2.3.3 Virtual stress test

To evaluate VT risk, a virtual stress test is performed. In such a test, electrical stimuli are applied at six different sites, A through F, around the BZ at the endocardium (Figure 2E) (Kruithof et al., 2021). First, the Ten Tusscher cell model was stimulated 500 times prior to tissue simulations to reach steady-state. The resulting states of gating variables are given as input for the tissue simulations. For these tissue simulations, at each defined site, six stimuli (S1) with a cycle length of 600 ms are applied, followed by a premature stimulus (S2). To explore the vulnerable window in which VTs can be induced, a range in S2 timings with 5 ms increments from earliest electrical capture to 15 ms after the latest induced VT is simulated, resulting in a range from 320 to 370 ms. Each stimulus has a duration of 2 ms, an amplitude of 40 μA/cm2 and is applied to a tissue area with a diameter of 3 mm.

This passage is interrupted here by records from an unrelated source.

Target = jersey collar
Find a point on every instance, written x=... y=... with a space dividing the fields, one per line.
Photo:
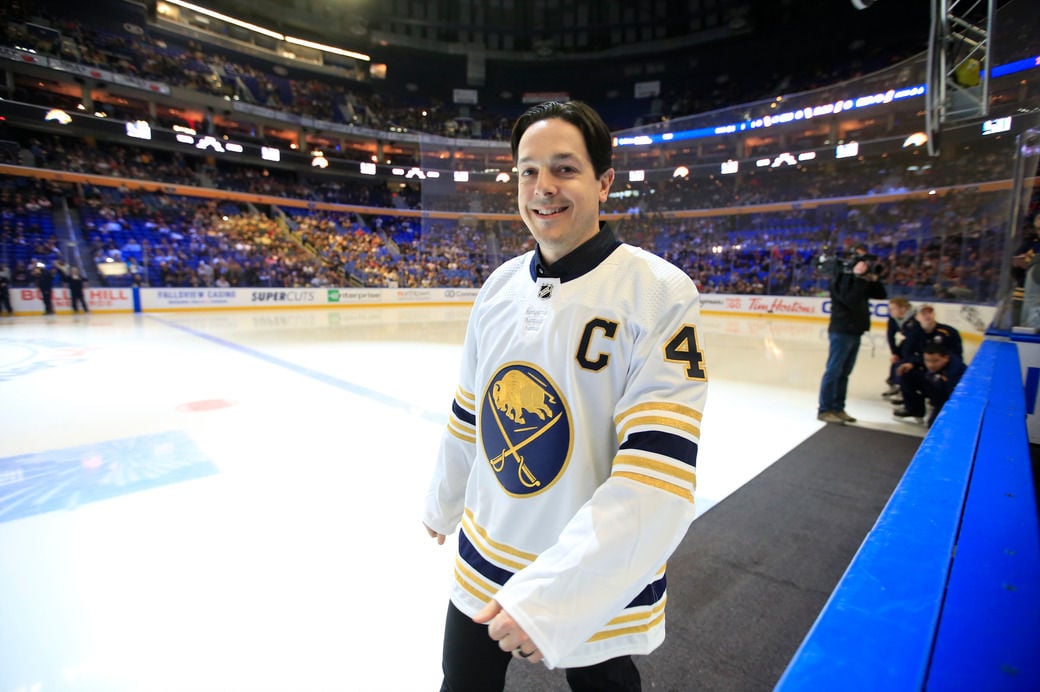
x=580 y=260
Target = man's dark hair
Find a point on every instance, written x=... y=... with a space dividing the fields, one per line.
x=936 y=349
x=594 y=130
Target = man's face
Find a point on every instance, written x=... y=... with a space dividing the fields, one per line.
x=559 y=193
x=935 y=362
x=927 y=319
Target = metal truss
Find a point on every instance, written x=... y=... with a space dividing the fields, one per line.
x=959 y=53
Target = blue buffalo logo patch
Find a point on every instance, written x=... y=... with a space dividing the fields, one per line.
x=525 y=429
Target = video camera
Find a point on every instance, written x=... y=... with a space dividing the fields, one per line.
x=837 y=263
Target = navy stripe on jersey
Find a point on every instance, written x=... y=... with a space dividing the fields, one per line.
x=476 y=561
x=651 y=593
x=664 y=443
x=463 y=414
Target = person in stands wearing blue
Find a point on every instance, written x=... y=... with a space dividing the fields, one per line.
x=852 y=287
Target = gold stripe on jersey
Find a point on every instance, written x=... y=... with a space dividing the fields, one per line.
x=650 y=619
x=663 y=467
x=670 y=407
x=494 y=550
x=466 y=400
x=473 y=582
x=664 y=415
x=658 y=423
x=653 y=482
x=463 y=431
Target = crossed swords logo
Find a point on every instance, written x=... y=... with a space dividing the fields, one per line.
x=527 y=479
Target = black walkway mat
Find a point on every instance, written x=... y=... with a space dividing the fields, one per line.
x=754 y=571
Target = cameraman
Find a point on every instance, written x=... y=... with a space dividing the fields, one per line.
x=853 y=284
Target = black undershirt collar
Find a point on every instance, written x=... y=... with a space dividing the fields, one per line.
x=580 y=260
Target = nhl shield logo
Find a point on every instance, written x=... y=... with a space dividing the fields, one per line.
x=525 y=429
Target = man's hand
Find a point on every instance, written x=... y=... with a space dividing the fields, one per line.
x=433 y=534
x=504 y=630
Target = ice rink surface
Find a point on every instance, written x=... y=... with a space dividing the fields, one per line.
x=213 y=501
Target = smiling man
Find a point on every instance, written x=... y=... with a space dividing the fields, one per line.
x=569 y=460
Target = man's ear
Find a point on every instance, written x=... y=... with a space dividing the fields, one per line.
x=605 y=181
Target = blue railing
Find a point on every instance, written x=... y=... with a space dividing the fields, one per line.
x=944 y=592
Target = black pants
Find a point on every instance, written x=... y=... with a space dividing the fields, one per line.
x=472 y=662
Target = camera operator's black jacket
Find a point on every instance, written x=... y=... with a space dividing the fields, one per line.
x=851 y=303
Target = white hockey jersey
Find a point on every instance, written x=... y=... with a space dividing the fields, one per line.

2.4 Numerical implementation

Unstructured finite-element tetrahedral meshes are generated with an average resolution of 3 mm and 500 μm for the mechanics and electrophysiology model respectively (Figure 2F). Mechanics simulations are performed in FEniCS with timesteps of 2 ms (fenicsproject.org). The displacement field is represented by quadratic Lagrangian basis functions, corresponding to a system of 106,852 degrees of freedom. Electrophysiology simulations are performed in the CARP framework with timesteps of 20 μs (opencarp.org). The membrane voltage potential is approximated by linear Lagrangian basis functions, corresponding to 108,2784 degrees of freedom. To incorporate mechanical results into the electrophysiology simulation, fiber-strain amplitudes are linearly interpolated from the lower resolution mechanics mesh to the higher resolution electrophysiology mesh. From these interpolated strain-amplitudes, CVT values are obtained through Eq. 2.4 and discretized in 9 levels from which the center values are imposed to the extended electrophysiology model using the methods of Costa et al. (Costa et al., 2013).

2.5 Experiments performed

The effect of strain-induced CVT remodeling on the electrophysiological simulation outcomes is explored for the two infarct cases as depicted in Figure 2A. For each case, one mechanics cardiac cycle was simulated. Fiber-strain amplitudes from these simulations were used in the extended model to modify the distribution of CVT. Virtual stress test simulations from Sec. 2.2.3 are performed for both the reference and extended model to assess the effect of strain-dependent CVT.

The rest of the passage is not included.